O ano começou e no embalo das contas de início de ano, muitas famílias já precisam se preocupar com a compra do material escolar dos filhos. Esse é um item indispensável e que exige atenção, devido à diferença de valores dos artigos que compõem a lista de materiais.
Muitas vezes o marketing chama a atenção das crianças e faz com o custo dos materiais fuja do orçamento familiar. Em um levantamento feito pela Folha Extra percebe-se que o custo entre os materiais básicos e os personalizados podem variar de R$ 54 à R$ 393.
Com isso, alguns alunos não têm condições de adquirir materiais mais caros e, consequentemente, acabam se sentindo de fora das tendências na sala de aula.

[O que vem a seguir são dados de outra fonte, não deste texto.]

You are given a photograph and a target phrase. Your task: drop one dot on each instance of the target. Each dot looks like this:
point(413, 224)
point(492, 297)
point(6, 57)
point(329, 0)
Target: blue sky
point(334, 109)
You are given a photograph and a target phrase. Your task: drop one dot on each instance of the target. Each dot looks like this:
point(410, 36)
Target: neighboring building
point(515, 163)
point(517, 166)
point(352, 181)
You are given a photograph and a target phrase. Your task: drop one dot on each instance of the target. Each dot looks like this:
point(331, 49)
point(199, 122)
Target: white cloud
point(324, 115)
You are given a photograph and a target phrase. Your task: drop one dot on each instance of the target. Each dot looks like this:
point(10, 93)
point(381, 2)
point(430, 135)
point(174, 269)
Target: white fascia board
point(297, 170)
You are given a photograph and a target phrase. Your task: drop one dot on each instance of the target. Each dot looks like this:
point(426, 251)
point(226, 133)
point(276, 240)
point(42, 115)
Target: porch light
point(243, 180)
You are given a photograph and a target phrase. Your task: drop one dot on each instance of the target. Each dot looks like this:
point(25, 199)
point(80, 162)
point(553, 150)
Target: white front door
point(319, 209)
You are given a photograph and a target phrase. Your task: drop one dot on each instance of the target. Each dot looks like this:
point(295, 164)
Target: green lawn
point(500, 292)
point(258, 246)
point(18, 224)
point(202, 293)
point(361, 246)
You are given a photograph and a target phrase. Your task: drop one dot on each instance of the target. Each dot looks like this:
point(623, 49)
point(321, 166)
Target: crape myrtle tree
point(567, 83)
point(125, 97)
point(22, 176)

Quem acompanha as crianças diariamente, pode observar esta realidade ainda mais presente na vida dos alunos. Para falar a respeito disso, nada melhor que uma educadora. Há 11 anos exercendo a profissão, a professora de 1º ano, Luciana G.Vaz Sene, relata que presenciou vários momentos de diferenciação dentro de sala de aula.
“Por vários momentos eu presencie alguns dos meus aluninhos observando aqueles outros que tinham melhores condições e podiam comprar materiais de personagens, em alguns casos eu mesma dei materiais para poupar o sofrimento deles”, relata a professora.
Além disso, Luciana afirma que as crianças se sentem inferiores, pois os materiais personalizados atraem atenção para quem tem. “As crianças são inocentes e não entendem que, algumas vezes, os pais não têm condições de comprar o material que eles desejam, essa situação me entristece muito e posso dizer que é muito complicado lidar com isso, pois é uma minoria que utiliza os materiais básicos”, afirma.
DICAS
De acordo com a psicóloga da Secretaria Municipal de Educação, Aline Nascimento, o primordial é ver a necessidade dos materiais, pois em meio ao imediatismo e ao consumismo, as crianças aprendem com a sociedade que estimula a compra.
“A mídia divulga o tempo todo produtos de personagens e isso gera uma necessidade de consumo e, diante disso, os pais precisam tomar cuidado para não acabar incentivando esse comportamento nas crianças”, relata.
A psicóloga ainda afirma que esse é o momento de conversar, impor limites e mostrar para as crianças que elas podem sim comprar um caderno ou um lápis de personagens, mas da mesma forma poderiam utilizar os básicos, além disso devem demonstrar para os filhos que o gasto alto com os materiais pode comprometer a renda da família.
No entanto, apesar do anseio da criança, são os pais que devem estabelecer o limite do valor a ser gasto, pesquisar os preços em diferentes lugares, planejar como será a compra e combinar com a criança um item que pode ser do gosto dela e do tamanho do bolso dos pais.
Contudo, segundo Aline, não se deve excluir a criança dessa compra de materiais, pois é importante que esta participe e aprenda a fazer escolhas, ciente de que tudo tem um custo e que é necessário controlar o próprio consumo.
ORIENTAÇÃO
A psicóloga afirma que é importante orientar as crianças, pois nesta fase elas aprendem o tempo todo, deve-se valorizar o que elas pensam, mas, ao mesmo ensinar a manter o equilíbrio quando forem às compras. “Não adianta dar tudo que as crianças querem e deixar elas decidirem, a última palavra deve ser sempre dos pais”, finaliza.